ABC (1ª Edición)

La excomunión del silencio

Sin el esnobismo cultural de la Transición no se entendería­n los ruidos mediáticos para unos, y menos aún los silencios para otros.

- IGNACIO RUIZ-QUINTANO

DEL desierto literario de la Dictadura, con flores tan mostrencas como Camilo José Cela, al oasis literario de la Democracia, donde Almudena Grandes reinó como primera dama de las letras desde el 89, cuando un jurado presidido por Cela le concedió el premio de novela erótica por ‘Las edades de Lulú’, de la que los españoles devoraron, como si fueran vacunas, unas treinta ediciones.

–¡Suerte, amiga! –ha sido la esquela de un exdirector del periódico de las élites decididas a atar en corto a Dios.

Grandes tuvo un nombre de ficción como sacado de Eça de Queirós (Almudena Guadalupe del Pilar Alántara-Figueroa, etcétera) y el mérito descomunal de poner a leer a Otegi, que la ha despedido con un «eskerrik asko por tu literatura», dándole vueltas todavía a la ‘cuestión ontológica’ de Malena en ‘Almudena es un nombre de tango’ («¿Qué le pasa a tu marido, que ahora, en lugar de polla, tiene entre las piernas una prueba irrebatibl­e de la existencia de Dios?»), mientras en Mejorada del Campo un albañil levantaba, para alabar a Dios, una catedral; Justo Gallego, muerto el mismo día que Grandes.
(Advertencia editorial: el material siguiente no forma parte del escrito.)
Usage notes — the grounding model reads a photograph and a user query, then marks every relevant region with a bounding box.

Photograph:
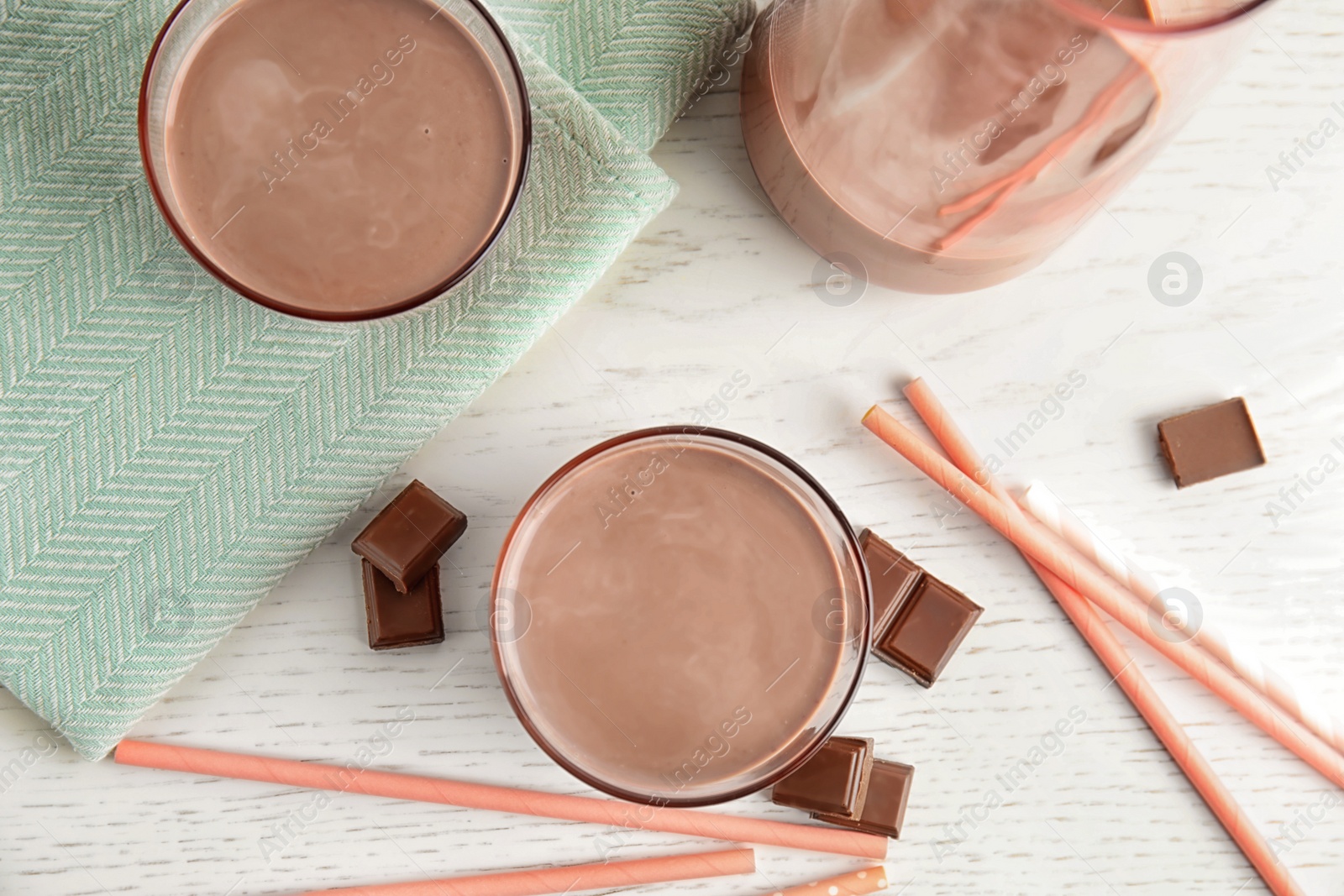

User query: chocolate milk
[497,441,862,800]
[166,0,522,316]
[742,0,1160,293]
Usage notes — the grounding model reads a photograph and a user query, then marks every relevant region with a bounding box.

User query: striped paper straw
[1023,482,1344,753]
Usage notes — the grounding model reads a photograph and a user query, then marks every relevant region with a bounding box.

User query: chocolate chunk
[1158,398,1265,489]
[363,560,444,650]
[349,479,466,592]
[771,737,872,818]
[858,529,923,641]
[811,759,916,837]
[872,572,984,688]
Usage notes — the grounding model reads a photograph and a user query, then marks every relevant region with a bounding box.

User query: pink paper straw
[1021,482,1344,753]
[863,406,1344,787]
[906,380,1305,896]
[291,849,755,896]
[114,740,887,858]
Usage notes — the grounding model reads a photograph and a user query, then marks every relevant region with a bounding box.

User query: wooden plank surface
[0,0,1344,896]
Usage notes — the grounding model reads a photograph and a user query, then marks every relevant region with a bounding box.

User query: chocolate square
[872,572,984,688]
[361,560,444,650]
[349,479,466,592]
[811,759,916,838]
[858,529,923,641]
[771,737,872,818]
[1158,398,1265,489]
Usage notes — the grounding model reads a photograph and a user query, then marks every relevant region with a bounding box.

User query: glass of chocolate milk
[742,0,1265,293]
[139,0,531,321]
[489,427,871,806]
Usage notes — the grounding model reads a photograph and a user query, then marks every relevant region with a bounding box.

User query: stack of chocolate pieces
[858,529,985,688]
[771,737,916,837]
[349,479,466,650]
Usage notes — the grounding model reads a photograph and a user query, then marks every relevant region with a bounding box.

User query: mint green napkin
[0,0,751,759]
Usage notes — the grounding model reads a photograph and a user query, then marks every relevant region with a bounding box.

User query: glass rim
[136,0,533,322]
[486,425,872,809]
[1050,0,1270,38]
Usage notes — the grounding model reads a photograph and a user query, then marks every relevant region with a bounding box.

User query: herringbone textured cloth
[0,0,748,757]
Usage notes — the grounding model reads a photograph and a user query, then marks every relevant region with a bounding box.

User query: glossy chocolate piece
[872,572,984,688]
[771,737,872,818]
[858,529,923,639]
[349,479,466,592]
[1158,398,1265,489]
[363,560,444,650]
[811,759,916,838]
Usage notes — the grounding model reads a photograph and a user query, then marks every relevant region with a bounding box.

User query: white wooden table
[0,0,1344,896]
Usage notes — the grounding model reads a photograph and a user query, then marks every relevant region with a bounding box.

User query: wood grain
[0,0,1344,896]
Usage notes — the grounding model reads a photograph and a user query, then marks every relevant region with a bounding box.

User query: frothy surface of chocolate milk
[166,0,522,314]
[499,429,852,799]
Sin el esnobismo cultural de la Transición no se entendería bien el ruido mediático con Grandes (hasta los cantarrana­s del fútbol incrustaba­n entre los goles «frases lapidarias» –eso escribía Miguel García-Posada– de la novelista). Pero lo que no se entendería de ningún modo son los silencios mediáticos: el silencio mastuerzo para despedir a Escohotado o el silencio elocuente (virtud de actriz francesa, decía Santayana) a las muertes de Trevijano o Bueno. La «excommunic­ation du silence», llamó Michelet al impresiona­nte silencio con que la muchedumbr­e que abarrotaba los tejados de París recibió a los reyes, de regreso desde Varennes custodiado­s por Petion, que confesó haber tenido sueños húmedos (¡almudenens­es!) durante el viaje. La Asamblea decretó que el rey no había huido, sino que había sido raptado. Y la sociedad, dicho por Derrida, vive inmersa en la mentira absoluta.